Probes targeting human GLO2 mRNA were designed using Stellaris® Probe Designer version 4.2 (https://www.biosearchtech.com/support/tools/design-software/stellaris-probe-designer). Probes modified with Cy3 at the 3′ terminus were synthesized by Sangon. Co. Ltd. Then, RNA FISH simultaneous IF was performed according to the protocol for simultaneous IF + Stellaris RNA FISH in adherent cells (LGC, Biosearch Technologies). Briefly, human 293 T cells cultured on poly-l-lysine coated cover slips were fixed with 4% formaldehyde for 10 min, followed by permeabilization with buffers included in the kit. Then cells were resuspended in 1 mL of 70% ethanol for 1 h at 4 °C. After washing, 100 μL of the Hybridization Buffer (SMF-HB1-10, LGC, Biosearch Technologies) containing probe plus (125 nM) and 5 μL of anti-TTP antibody (12737-1-AP, Proteintech) was added onto the parafilm, then incubated in the dark at 37 °C for 12 h. After washing, 1:500 of Alexa Fluor 647 anti-rabbit secondary antibody (Invitrogen, A-21245) was added and incubated in the dark at 37 °C for 30 min followed by staining of nuclei with DAPI (Invitrogen). After washing, the cover slips were mounted with ProLong™ Glass Antifade Mountant (Invitrogen). Images were obtained using a Leica TCS SP8 confocal microscope equipped with a ×63/1.40NA objective. Images were analyzed using the LAS X software version 2.1.2.15022 and Coloc2 from ImageJ (Fiji) 2.14.0 software.

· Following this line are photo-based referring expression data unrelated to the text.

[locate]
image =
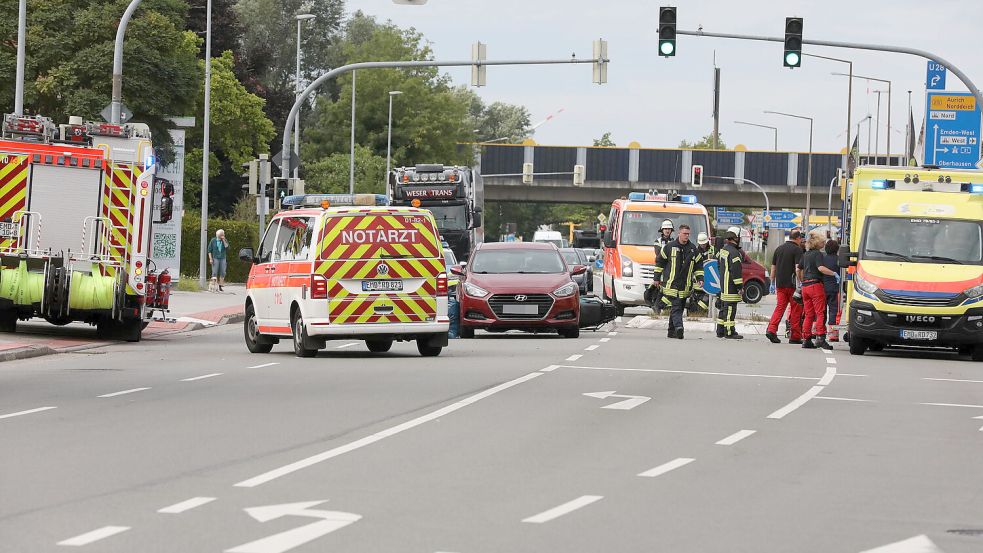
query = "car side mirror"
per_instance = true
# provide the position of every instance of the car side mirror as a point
(846, 259)
(247, 255)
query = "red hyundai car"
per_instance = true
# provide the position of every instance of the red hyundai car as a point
(518, 286)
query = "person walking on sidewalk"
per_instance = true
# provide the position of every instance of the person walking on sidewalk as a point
(731, 285)
(677, 264)
(814, 294)
(218, 249)
(784, 273)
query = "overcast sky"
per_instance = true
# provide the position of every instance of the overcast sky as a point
(659, 101)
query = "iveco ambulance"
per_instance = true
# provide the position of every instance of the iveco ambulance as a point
(915, 259)
(347, 267)
(630, 237)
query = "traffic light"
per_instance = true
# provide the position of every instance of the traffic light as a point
(793, 42)
(667, 31)
(697, 177)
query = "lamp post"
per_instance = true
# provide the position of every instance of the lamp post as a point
(763, 127)
(805, 215)
(888, 106)
(389, 133)
(301, 18)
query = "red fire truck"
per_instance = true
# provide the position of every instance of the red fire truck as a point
(76, 204)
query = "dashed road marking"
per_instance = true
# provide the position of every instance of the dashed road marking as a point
(666, 467)
(186, 505)
(202, 377)
(124, 392)
(560, 510)
(94, 536)
(736, 437)
(28, 412)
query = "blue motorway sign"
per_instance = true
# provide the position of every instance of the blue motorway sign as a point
(952, 133)
(781, 216)
(935, 76)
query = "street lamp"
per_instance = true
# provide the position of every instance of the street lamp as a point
(301, 18)
(878, 114)
(389, 134)
(763, 127)
(805, 215)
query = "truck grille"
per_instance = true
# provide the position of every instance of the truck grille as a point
(543, 303)
(950, 300)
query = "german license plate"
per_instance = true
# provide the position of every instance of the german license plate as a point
(382, 285)
(516, 309)
(920, 334)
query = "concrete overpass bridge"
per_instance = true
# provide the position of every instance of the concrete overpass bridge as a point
(614, 172)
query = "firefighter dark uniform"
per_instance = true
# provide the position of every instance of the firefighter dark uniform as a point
(731, 284)
(676, 267)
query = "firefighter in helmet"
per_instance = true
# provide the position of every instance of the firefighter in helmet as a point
(731, 285)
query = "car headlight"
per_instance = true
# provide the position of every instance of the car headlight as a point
(566, 290)
(626, 268)
(474, 291)
(863, 285)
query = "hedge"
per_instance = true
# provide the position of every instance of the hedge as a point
(240, 234)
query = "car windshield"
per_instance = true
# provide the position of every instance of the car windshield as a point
(923, 240)
(450, 217)
(641, 228)
(518, 260)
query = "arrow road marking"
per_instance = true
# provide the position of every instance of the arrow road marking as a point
(285, 541)
(917, 544)
(630, 403)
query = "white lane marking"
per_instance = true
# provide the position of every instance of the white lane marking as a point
(917, 544)
(828, 377)
(381, 435)
(666, 467)
(560, 510)
(124, 392)
(736, 437)
(953, 405)
(202, 377)
(94, 536)
(186, 505)
(28, 412)
(673, 371)
(797, 402)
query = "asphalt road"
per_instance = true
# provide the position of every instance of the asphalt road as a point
(491, 447)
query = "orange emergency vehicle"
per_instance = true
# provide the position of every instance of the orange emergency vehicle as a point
(630, 238)
(335, 267)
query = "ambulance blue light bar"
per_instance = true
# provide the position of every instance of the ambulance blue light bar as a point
(335, 200)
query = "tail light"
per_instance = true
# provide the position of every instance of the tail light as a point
(442, 284)
(319, 287)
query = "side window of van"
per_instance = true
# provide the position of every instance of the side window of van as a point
(269, 240)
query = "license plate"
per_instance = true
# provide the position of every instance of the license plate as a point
(382, 285)
(520, 309)
(919, 335)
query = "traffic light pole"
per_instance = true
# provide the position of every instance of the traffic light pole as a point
(856, 46)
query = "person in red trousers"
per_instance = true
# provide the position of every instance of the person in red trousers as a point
(814, 294)
(784, 273)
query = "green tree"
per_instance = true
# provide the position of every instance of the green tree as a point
(70, 57)
(604, 140)
(705, 143)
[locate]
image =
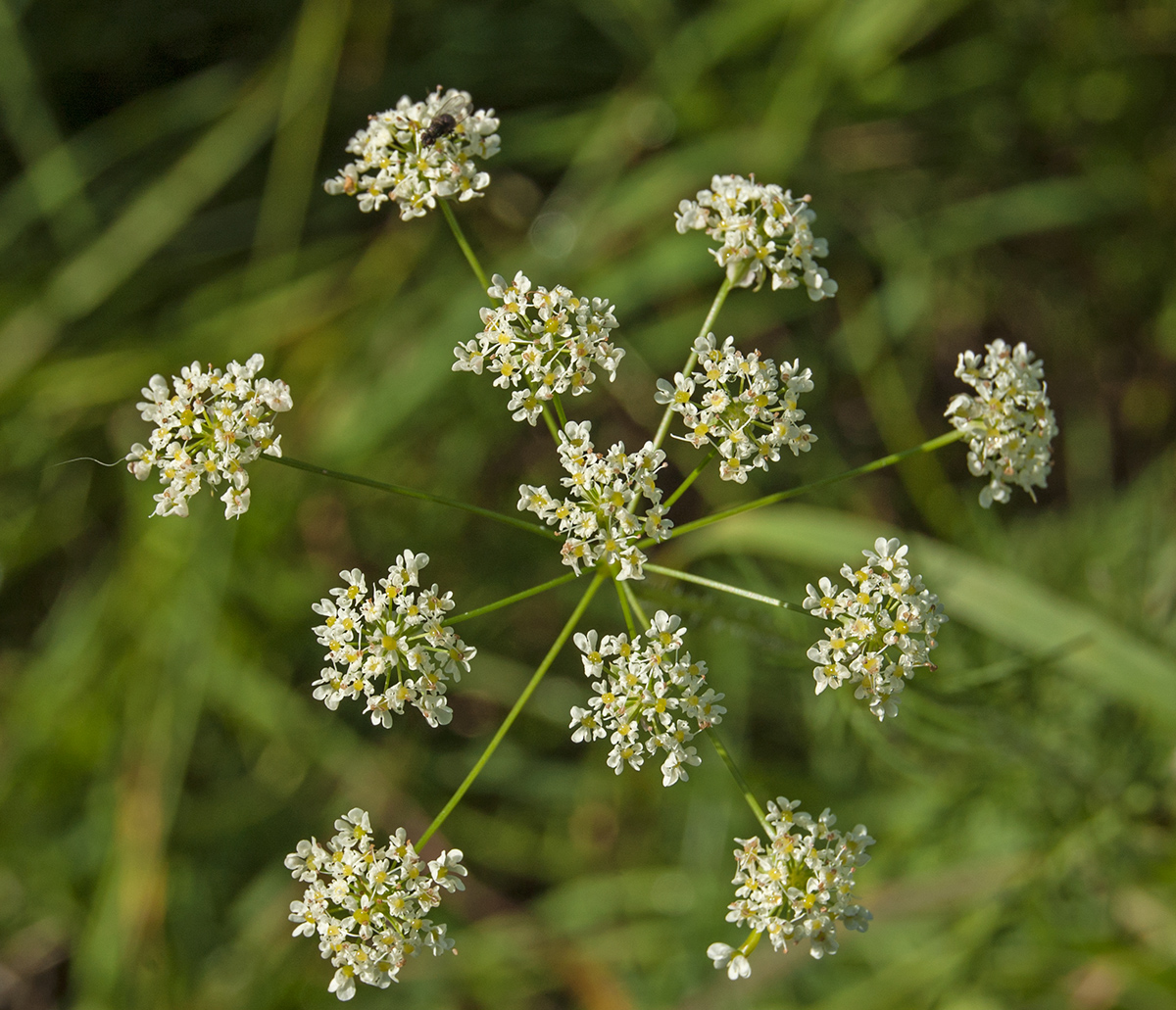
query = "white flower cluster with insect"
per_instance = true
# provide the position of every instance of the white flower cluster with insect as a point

ChIRP by MS and immunoblotting assay

Probes targeting human and mouse GLO2 mRNA were designed using ChIRP® Probe Designer version 4.2 (https://www.biosearchtech.com/support/tools/design-software/chirp-probe-designer). Probes modified with biotin-TEG at the 3′ terminus were synthesized by Sangon. co. Ltd. Human THP-1-induced macrophage or mouse PM Cells were stimulated by VSV for 9 h (MOI = 1). 4 × 108 cells were fixed with 4% formaldehyde for 30 min, then cells were lysed and sonicated with 6 mL lysis buffer (50 mM Tris-HCl, pH 7.0, 10 mM EDTA, 2% SDS, 1 mM PMSF, RRI (Takara) 1:50) followed by centrifugation to get clear cell lysates. Cell lysates were mixed with 4 mL of lysis buffer and 10 mL of hybridization buffer (50 mM Tris-HCl, pH 7.0, 750 mM NaCl, 1% SDS, 1 mM EDTA, 15% formamide, 1 mM PMSF, RRI 1:40). After pretreatment with RNase or not, cell lysates were incubated with probes (33 nM) respectively at 37 °C for 12 h followed by adding Dynabeads MyOne Streptavidin C1 (Thermo Fisher Scientific) and incubating for 1 h at 37 °C. After five washes with buffer (2× SSC, 0.5% SDS, PMSF 1:100), beads were divided into two parts. One part (1/10 beads) was digested with proteinase K (100 μg/mL, Thermo Fisher Scientific) and subjected to RNA purification using a TRIzol reagent. The other part (9/10 beads) was treated with RNase A (100 μg/mL) at 37 °C for 30 min and then boiled with protein loading buffer for LC–MS/MS and immunoblotting analysis.

For LC–MS/MS analysis, the mass spectrometer detection and data processing were performed by PTMbio according to PTMbio’s standard protocol. Briefly, The proteins in the gel were digested into peptides by adding 10 ng/μL trypsin at 37 °C overnight. The peptides were separated using the EASY-nLC 1200 UPLC system (Thermo Fisher Scientific). After separation by the UPLC system, the separated peptides were analyzed in Orbitrap Exploris 480 with a nano-electrospray ion source. The resulting MS/MS data were processed using the PD search engine (v.2.4).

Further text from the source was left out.